Broadly, responses by the media and advocates have been overly simplistic, and lacking even a modicum of effort to tease out in a scientific way (ironic, eh?) mere correlations from actual causal associations among student demographics, reading policy, reading programs, the fidelity of implementing policy/programs, NAEP testing quality (how valid a proxy is NAEP reading tests for critical reading ability?), etc.

...Only fair things to say about new round of NAEP reading scores:

• The US has never had a period over the last 100 years when we said “reading scores are where they should be.”

• There is always a claim of “reading crisis.”

• This is irrespective of how reading is taught.

• NAEP scores, like all standardized test scores, are mostly (60% +) correlated to out-of-school factors.

• NAEP scores only marginally about student achievement/reading, teacher/teaching quality, reading program effectiveness.

• NAEP scores are very pale proxies of reading
This is a good place (see bullet #4, above) to remind you to read Poverty and Potential: Out-of-School Factors and School Success, by David C. Berliner. Unfortunately, little has changed since the report was first published in 2009.


Organizations with the Audacity to Blame Teachers for Poor NAEP Reading Scores!

The low scores are, as they always have been, just another excuse to blame teachers, label schools as "failing", and promote the privatization of public education.
The latest “criticize teachers for not teaching the ‘science’ of reading” can be found in “Schools Should Follow the ‘Science of Reading,’ say National Education Groups” in the Gates funded Education Week.

The Bill & Melinda Gates Foundation funds most of the organizations in this report that criticize public schools and teachers for low NAEP scores.
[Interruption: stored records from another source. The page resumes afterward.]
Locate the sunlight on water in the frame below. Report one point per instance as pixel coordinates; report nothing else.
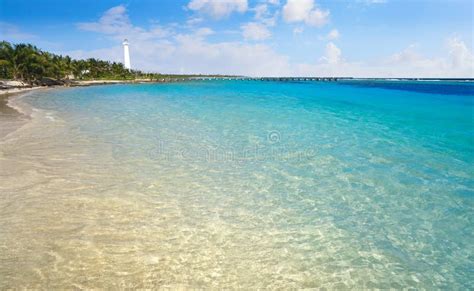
(240, 184)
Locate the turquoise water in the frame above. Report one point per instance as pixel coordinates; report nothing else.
(256, 184)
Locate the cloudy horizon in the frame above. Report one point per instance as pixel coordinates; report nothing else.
(260, 38)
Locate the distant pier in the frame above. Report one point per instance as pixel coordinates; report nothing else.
(273, 79)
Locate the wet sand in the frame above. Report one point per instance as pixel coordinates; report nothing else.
(10, 118)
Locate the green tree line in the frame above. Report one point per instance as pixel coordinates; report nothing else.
(28, 63)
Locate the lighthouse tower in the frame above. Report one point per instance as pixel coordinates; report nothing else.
(126, 55)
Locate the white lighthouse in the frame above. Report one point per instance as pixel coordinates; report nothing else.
(126, 55)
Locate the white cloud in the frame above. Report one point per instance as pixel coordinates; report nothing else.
(218, 8)
(460, 55)
(332, 54)
(191, 52)
(255, 31)
(370, 2)
(194, 20)
(261, 10)
(305, 11)
(204, 31)
(115, 22)
(298, 30)
(333, 35)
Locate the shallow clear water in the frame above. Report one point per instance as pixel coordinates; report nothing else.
(241, 184)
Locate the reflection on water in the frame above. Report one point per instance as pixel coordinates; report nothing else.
(228, 184)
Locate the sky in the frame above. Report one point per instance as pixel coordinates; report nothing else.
(358, 38)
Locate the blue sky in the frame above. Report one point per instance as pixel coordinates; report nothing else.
(365, 38)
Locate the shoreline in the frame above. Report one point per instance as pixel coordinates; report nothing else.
(12, 117)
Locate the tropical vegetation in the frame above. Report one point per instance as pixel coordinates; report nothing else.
(30, 64)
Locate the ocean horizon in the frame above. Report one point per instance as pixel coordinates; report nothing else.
(232, 184)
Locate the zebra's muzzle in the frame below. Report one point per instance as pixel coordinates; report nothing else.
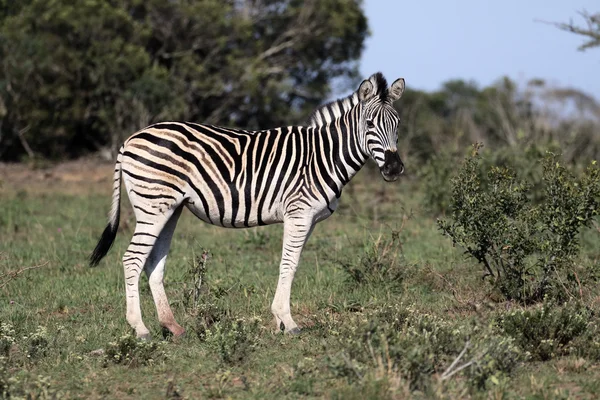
(392, 167)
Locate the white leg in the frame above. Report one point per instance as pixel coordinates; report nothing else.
(155, 269)
(295, 234)
(134, 260)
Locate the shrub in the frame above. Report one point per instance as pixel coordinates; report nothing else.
(131, 351)
(38, 343)
(435, 177)
(381, 263)
(197, 275)
(528, 248)
(7, 338)
(413, 346)
(233, 339)
(494, 358)
(546, 332)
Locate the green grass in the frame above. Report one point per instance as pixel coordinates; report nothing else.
(83, 309)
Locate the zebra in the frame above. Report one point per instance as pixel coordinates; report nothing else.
(237, 178)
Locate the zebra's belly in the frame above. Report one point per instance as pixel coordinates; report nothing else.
(230, 215)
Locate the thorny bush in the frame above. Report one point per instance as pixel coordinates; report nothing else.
(528, 247)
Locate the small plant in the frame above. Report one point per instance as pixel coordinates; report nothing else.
(197, 274)
(7, 338)
(381, 263)
(494, 358)
(131, 351)
(435, 176)
(233, 339)
(547, 331)
(413, 346)
(38, 343)
(527, 248)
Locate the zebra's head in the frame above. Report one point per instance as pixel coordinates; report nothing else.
(379, 122)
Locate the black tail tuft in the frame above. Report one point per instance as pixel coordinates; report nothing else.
(105, 243)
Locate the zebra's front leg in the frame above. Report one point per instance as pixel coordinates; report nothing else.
(155, 269)
(295, 234)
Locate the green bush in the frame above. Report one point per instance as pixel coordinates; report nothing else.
(131, 351)
(380, 264)
(435, 178)
(527, 247)
(417, 345)
(7, 338)
(548, 331)
(233, 339)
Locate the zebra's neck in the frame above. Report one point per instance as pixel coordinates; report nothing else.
(338, 123)
(330, 112)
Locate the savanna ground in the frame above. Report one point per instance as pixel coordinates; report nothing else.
(380, 260)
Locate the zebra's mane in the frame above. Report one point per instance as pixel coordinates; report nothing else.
(329, 112)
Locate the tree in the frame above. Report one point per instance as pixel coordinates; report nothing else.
(77, 76)
(591, 30)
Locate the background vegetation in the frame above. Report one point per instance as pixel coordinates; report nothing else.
(474, 277)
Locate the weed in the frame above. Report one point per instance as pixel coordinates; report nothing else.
(7, 338)
(528, 249)
(197, 274)
(38, 343)
(131, 351)
(546, 332)
(380, 264)
(233, 339)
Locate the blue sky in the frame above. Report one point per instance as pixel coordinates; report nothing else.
(428, 42)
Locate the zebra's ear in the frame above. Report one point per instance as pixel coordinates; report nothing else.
(395, 91)
(365, 90)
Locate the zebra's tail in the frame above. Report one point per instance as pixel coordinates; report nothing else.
(110, 232)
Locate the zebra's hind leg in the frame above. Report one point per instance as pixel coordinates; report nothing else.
(155, 270)
(296, 232)
(147, 231)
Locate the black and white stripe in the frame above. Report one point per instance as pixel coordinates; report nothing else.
(236, 178)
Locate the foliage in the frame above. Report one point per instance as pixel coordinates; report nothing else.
(591, 30)
(133, 352)
(381, 263)
(331, 358)
(528, 248)
(546, 332)
(75, 77)
(233, 339)
(7, 338)
(418, 345)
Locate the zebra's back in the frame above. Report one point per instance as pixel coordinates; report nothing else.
(226, 177)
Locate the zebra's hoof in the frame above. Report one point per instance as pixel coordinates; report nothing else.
(294, 331)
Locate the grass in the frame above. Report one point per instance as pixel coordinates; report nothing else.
(82, 310)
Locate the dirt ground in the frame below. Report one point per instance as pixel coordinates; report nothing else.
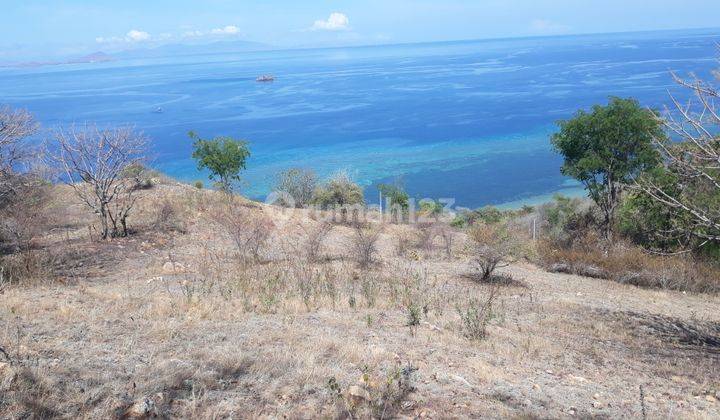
(172, 323)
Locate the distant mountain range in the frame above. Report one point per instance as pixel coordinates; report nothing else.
(96, 57)
(170, 50)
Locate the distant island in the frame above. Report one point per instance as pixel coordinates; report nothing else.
(96, 57)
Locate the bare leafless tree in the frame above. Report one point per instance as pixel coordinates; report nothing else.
(15, 127)
(94, 162)
(694, 161)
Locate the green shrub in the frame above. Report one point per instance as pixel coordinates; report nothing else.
(224, 157)
(565, 220)
(398, 199)
(300, 184)
(340, 191)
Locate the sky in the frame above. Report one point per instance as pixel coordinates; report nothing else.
(63, 28)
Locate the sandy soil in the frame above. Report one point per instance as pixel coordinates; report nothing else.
(174, 324)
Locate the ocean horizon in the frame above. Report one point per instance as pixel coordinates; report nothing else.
(466, 120)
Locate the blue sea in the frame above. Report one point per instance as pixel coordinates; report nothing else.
(464, 120)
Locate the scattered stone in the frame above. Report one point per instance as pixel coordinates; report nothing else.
(461, 380)
(561, 268)
(173, 268)
(141, 409)
(358, 394)
(7, 375)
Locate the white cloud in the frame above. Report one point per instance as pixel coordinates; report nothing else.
(544, 26)
(137, 36)
(193, 34)
(228, 30)
(336, 22)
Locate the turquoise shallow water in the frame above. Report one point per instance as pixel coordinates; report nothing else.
(463, 120)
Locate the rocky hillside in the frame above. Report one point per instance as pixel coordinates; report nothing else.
(211, 310)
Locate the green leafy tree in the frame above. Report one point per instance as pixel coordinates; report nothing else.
(223, 156)
(338, 191)
(607, 149)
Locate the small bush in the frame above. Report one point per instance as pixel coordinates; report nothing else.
(565, 220)
(316, 236)
(425, 235)
(476, 314)
(364, 244)
(341, 194)
(396, 200)
(299, 184)
(493, 248)
(249, 232)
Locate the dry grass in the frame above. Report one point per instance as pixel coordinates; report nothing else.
(632, 265)
(170, 322)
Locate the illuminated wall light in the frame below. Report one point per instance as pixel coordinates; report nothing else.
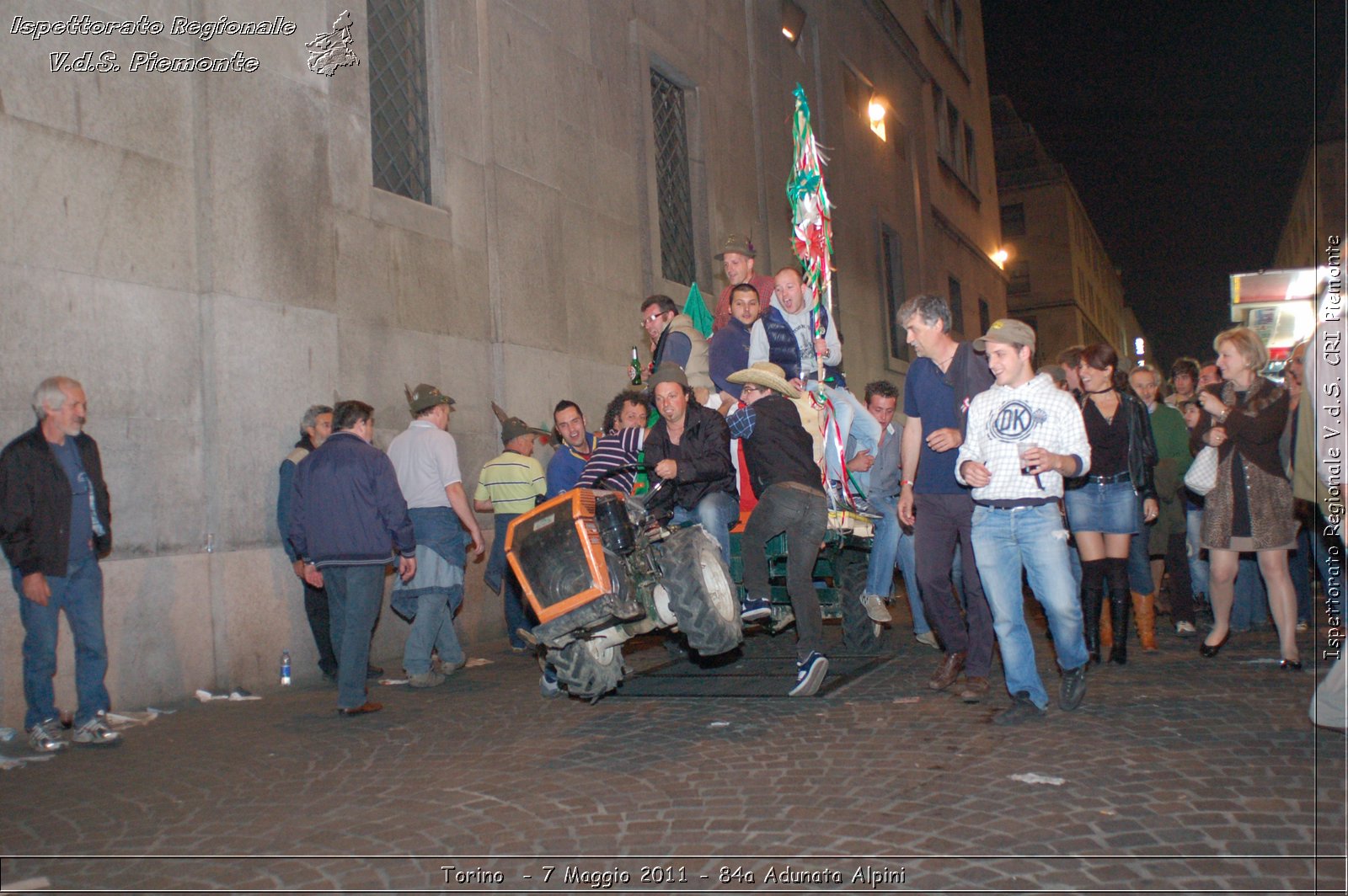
(876, 114)
(793, 22)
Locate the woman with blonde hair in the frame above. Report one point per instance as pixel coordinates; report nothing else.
(1250, 507)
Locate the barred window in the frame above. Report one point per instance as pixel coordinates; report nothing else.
(891, 262)
(399, 118)
(673, 184)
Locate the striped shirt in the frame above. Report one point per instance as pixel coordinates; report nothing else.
(613, 451)
(512, 483)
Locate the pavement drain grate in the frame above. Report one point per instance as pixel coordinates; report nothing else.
(746, 677)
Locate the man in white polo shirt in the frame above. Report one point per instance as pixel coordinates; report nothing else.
(1024, 435)
(426, 461)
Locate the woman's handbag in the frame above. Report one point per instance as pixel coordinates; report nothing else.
(1203, 473)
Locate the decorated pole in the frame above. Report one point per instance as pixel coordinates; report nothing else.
(812, 226)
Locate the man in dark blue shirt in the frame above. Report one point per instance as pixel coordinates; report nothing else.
(936, 399)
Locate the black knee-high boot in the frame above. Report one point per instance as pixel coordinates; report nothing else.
(1092, 597)
(1121, 604)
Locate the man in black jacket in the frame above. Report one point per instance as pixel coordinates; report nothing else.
(781, 458)
(691, 451)
(347, 518)
(54, 525)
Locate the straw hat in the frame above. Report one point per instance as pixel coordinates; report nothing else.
(766, 374)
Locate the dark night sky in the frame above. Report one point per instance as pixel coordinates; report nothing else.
(1184, 127)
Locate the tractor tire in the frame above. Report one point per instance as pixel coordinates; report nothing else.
(703, 597)
(860, 635)
(586, 670)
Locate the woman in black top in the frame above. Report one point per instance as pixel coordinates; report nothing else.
(1103, 505)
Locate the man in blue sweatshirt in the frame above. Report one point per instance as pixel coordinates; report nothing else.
(347, 519)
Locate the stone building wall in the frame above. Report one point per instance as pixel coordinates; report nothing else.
(208, 255)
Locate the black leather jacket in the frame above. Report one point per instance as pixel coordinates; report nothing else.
(35, 503)
(1142, 446)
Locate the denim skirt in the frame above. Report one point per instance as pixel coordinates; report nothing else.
(1111, 509)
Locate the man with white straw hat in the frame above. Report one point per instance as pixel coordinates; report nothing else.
(786, 480)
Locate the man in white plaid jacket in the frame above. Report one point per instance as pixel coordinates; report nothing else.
(1024, 437)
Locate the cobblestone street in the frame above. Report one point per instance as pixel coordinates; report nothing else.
(1177, 774)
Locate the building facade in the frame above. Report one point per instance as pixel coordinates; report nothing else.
(1062, 280)
(469, 195)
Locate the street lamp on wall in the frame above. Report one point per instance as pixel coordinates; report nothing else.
(876, 112)
(793, 22)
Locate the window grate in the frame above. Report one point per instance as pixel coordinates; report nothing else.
(399, 114)
(671, 179)
(891, 260)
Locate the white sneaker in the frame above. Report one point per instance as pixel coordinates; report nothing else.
(875, 608)
(426, 680)
(96, 733)
(45, 738)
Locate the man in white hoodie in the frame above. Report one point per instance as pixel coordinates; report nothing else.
(1024, 437)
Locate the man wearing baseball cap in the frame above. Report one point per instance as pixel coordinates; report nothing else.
(426, 461)
(781, 460)
(509, 485)
(1024, 437)
(736, 258)
(689, 449)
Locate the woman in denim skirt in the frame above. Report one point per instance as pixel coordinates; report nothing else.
(1103, 504)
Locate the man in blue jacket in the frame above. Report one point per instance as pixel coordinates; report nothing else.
(347, 519)
(54, 525)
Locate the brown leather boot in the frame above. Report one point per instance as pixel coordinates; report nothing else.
(1145, 611)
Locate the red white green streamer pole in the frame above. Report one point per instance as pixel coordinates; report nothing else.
(812, 226)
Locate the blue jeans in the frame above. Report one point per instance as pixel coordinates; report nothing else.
(1193, 542)
(1003, 541)
(855, 422)
(433, 627)
(355, 595)
(499, 574)
(1139, 557)
(718, 512)
(80, 595)
(909, 566)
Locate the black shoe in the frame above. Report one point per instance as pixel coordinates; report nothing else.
(1211, 650)
(1073, 687)
(1022, 711)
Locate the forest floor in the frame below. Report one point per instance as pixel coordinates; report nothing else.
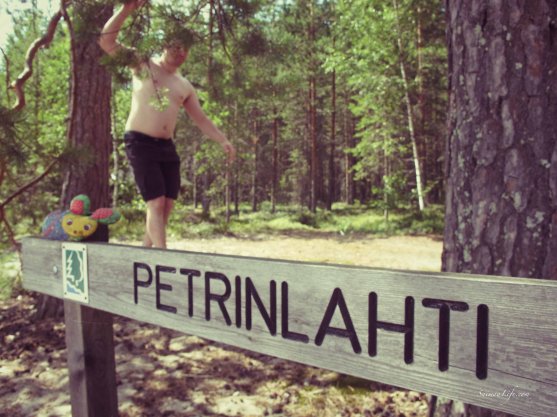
(164, 373)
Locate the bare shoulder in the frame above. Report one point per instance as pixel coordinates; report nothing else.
(188, 86)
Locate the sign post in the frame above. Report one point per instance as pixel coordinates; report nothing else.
(89, 335)
(485, 340)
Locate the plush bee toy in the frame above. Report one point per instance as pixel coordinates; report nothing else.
(78, 222)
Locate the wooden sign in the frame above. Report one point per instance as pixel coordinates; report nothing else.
(489, 341)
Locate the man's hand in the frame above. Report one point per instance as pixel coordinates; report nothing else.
(134, 4)
(230, 150)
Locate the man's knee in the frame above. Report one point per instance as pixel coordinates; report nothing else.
(157, 205)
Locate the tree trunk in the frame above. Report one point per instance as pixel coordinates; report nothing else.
(332, 174)
(313, 112)
(348, 158)
(115, 154)
(410, 116)
(255, 140)
(501, 162)
(274, 185)
(89, 125)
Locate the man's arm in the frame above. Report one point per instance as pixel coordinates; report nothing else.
(194, 110)
(109, 34)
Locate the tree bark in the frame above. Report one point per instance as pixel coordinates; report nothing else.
(501, 160)
(254, 141)
(410, 116)
(348, 158)
(332, 174)
(274, 184)
(88, 127)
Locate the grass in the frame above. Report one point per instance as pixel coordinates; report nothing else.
(9, 274)
(342, 220)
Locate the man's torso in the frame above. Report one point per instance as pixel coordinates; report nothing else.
(156, 100)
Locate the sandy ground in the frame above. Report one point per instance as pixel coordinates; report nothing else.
(399, 252)
(164, 373)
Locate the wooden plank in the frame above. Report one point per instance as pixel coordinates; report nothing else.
(484, 340)
(90, 344)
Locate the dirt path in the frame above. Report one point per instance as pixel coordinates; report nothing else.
(163, 373)
(398, 252)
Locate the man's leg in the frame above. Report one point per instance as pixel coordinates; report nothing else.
(168, 205)
(155, 224)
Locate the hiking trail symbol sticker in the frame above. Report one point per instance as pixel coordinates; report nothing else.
(74, 262)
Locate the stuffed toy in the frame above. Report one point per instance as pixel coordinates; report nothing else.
(78, 222)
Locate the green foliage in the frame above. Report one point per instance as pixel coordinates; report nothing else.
(10, 274)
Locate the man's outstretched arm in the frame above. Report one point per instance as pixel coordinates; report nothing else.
(109, 34)
(194, 110)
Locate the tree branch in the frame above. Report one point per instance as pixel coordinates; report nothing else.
(30, 184)
(7, 74)
(17, 85)
(9, 230)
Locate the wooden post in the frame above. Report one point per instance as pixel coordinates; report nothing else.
(91, 363)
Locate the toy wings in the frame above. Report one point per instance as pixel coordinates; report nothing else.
(78, 222)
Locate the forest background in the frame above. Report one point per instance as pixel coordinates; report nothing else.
(337, 109)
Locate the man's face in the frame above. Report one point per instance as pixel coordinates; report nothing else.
(175, 54)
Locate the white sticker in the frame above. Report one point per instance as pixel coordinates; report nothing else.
(76, 282)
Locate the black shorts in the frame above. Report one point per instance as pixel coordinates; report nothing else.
(155, 164)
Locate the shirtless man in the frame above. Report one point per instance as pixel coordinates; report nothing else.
(158, 93)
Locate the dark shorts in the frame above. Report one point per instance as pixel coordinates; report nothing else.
(155, 164)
Yet they are behind the Common Core State Standards, which appear to be an abysmal failure.

Most individuals and groups never teach children themselves, but they create policies that affect how and what teachers are forced to teach. They have always been about privatizing public education.

Reading instruction is the conduit for corporate school reformers to reach their privatization goals.


NAEP Test Scores Show How Stupid We Are… To Pay Attention to NAEP Test Scores

The US Education Secretary, she who must not be named, is, of course, ignorant about what testing in general means, what "grade-level" means, and what the NAEP scores mean specifically. It's time we replace her with someone who actually knows something about the education of children.

[Note: While the current US Education Secretary is certainly the worst person we've ever had in charge of the nation's K-12 public schools, she's not the only Secretary of Education who displayed ignorance of the field of education. In fact, only three of the eleven Secretaries of Education had training and experience in the field of K-12 education.]
Education Blogger Peter Greene claims that this move is based on a reading comprehension problem the Education Secretary is having, herself.

She says that the NAEP results mean that 2/3 of American students read below grade level. However, Greene points out that she is conflating two different things – grade level proficiency and NAEP proficiency.

Here’s what the NAEP wrote:

“The NAEP Proficient achievement level does not represent grade-level proficiency, but rather competency over challenging subject matter. NAEP Achievement levels are to be used on a trial basis and should be interpreted and used with caution.”
Which kind of begs the question of why we need these scores in the first place.